The supplementary materials (Supplementary Fig. 8 and Supplementary Table 3) provide further details regarding these procedures and include the list of the 47 dates under investigation. As a result, we were able to confirm that 44 out of the 47 dates examined were associated with dust-related phenomena. Furthermore, we also used satellite-derived coarse-mode dominated AOD as a complementary assessment to reveal the geographical extent of these dates (see below).

Dust aerosol optical depth proxy

We use two sets of AOD data from the MODIS Level 3 product: one retrieved over land using the Deep Blue algorithm and the other over the ocean using the Dark Target algorithm. Both daily and monthly aerosol products retrieved by MODIS onboard the Terra satellite are used.
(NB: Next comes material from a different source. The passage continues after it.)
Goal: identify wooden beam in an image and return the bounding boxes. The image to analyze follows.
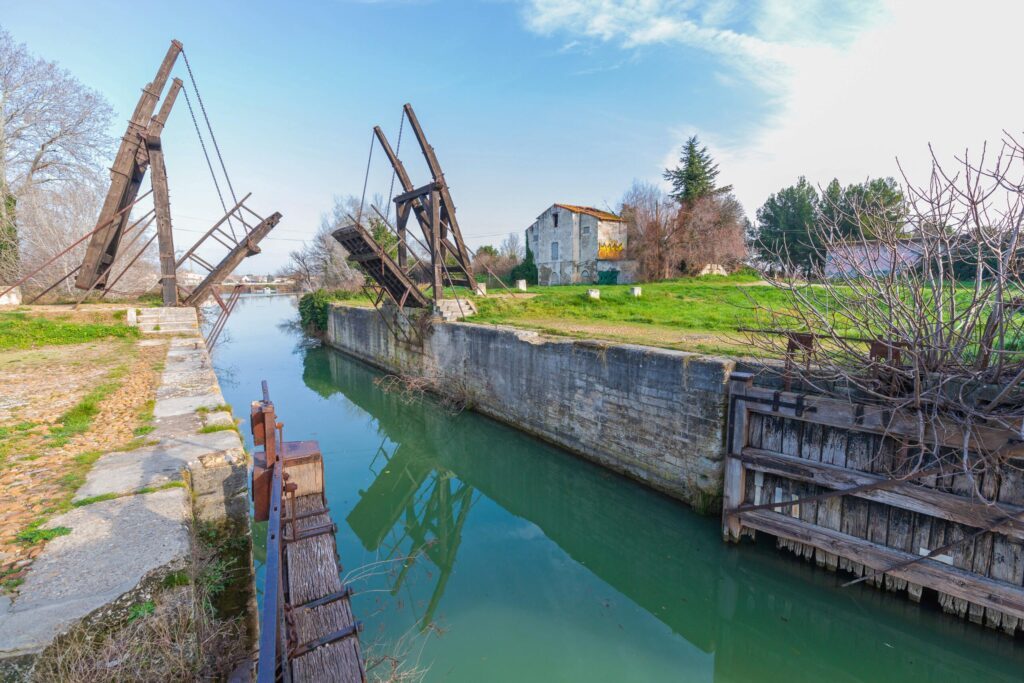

The Deep Blue product provides the parameter Ångström exponent, which has been demonstrated to exhibit high sensitivity to particle size57. We separate the coarse-mode dominated AOD by incorporating the total AOD and Ångström exponent (α) using an empirical formula based on ground-based data58: AOD × (0.98 − 0.5089α + 0.0512α²). This coarse-mode AOD serves as a suitable proxy for representing the cumulative impact of extinction attributable to mineral particles in the atmosphere49. The Ångström exponent is not available within the Dark Target product. Therefore, we use the coarse-mode AOD (having effective radius >1.0 µm59,) from Level 3 product to represent coarse particles over the ocean. We refer to these coarse-mode AOD values, derived from both the Deep Blue and Dark Target algorithms, as CAOD for simplicity.

Out of the 47 simultaneous occurrence dates, 43 provide MODIS daily AOD data for analysis. We computed area-averaged values for daily CAOD using both the Deep Blue and Dark Target algorithms for the two regions, as depicted in Fig. 9. We examined the deviations of these area-averaged values with respect to their long-term means (Fig. 12). To assess these deviations (CAOD’), we applied two conditions: they must exceed their long-term mean values in both regions, or they must exceed their long-term mean values in at least one region. Among these dates, 21 exhibited CAOD’ values exceeding their long-term mean in both regions, while 19 dates saw CAOD’ exceed their long-term mean in one region. Notably, 3 dates failed to meet any of these conditions, and they were also indeterminate based on dust codes and the literature. The remaining 4 dates without available MODIS daily AOD data for analysis could be identified as dust-related using dust codes and cross-referenced to dust event dates in existing literature.

Fig. 12: The daily area-averaged coarse-mode AOD deviations for PM10 concurrent exceedance date.
figure 12

The area-averaged CAOD deviations for regions a 30°–40°N, 110°–150°E and b 20°–30°N, 110°–150°E. The deviation is calculated with respect to the long-term mean of CAOD in spring season from 2001 to 2021. The Deep Blue (DB) and Dark Target (DT) CAOD’ are derived for land and ocean points, respectively, within the calculation domain. Note that shown here are stacked bar charts. On the X-axis labels, the dates are displayed with a suffix that represents their respective types, where B, S, and N are the three groups as in Fig. 8 based on PM10 concurrent exceedance, whereas D and U denote the dust-related and undetermined based on dust codes and the literature.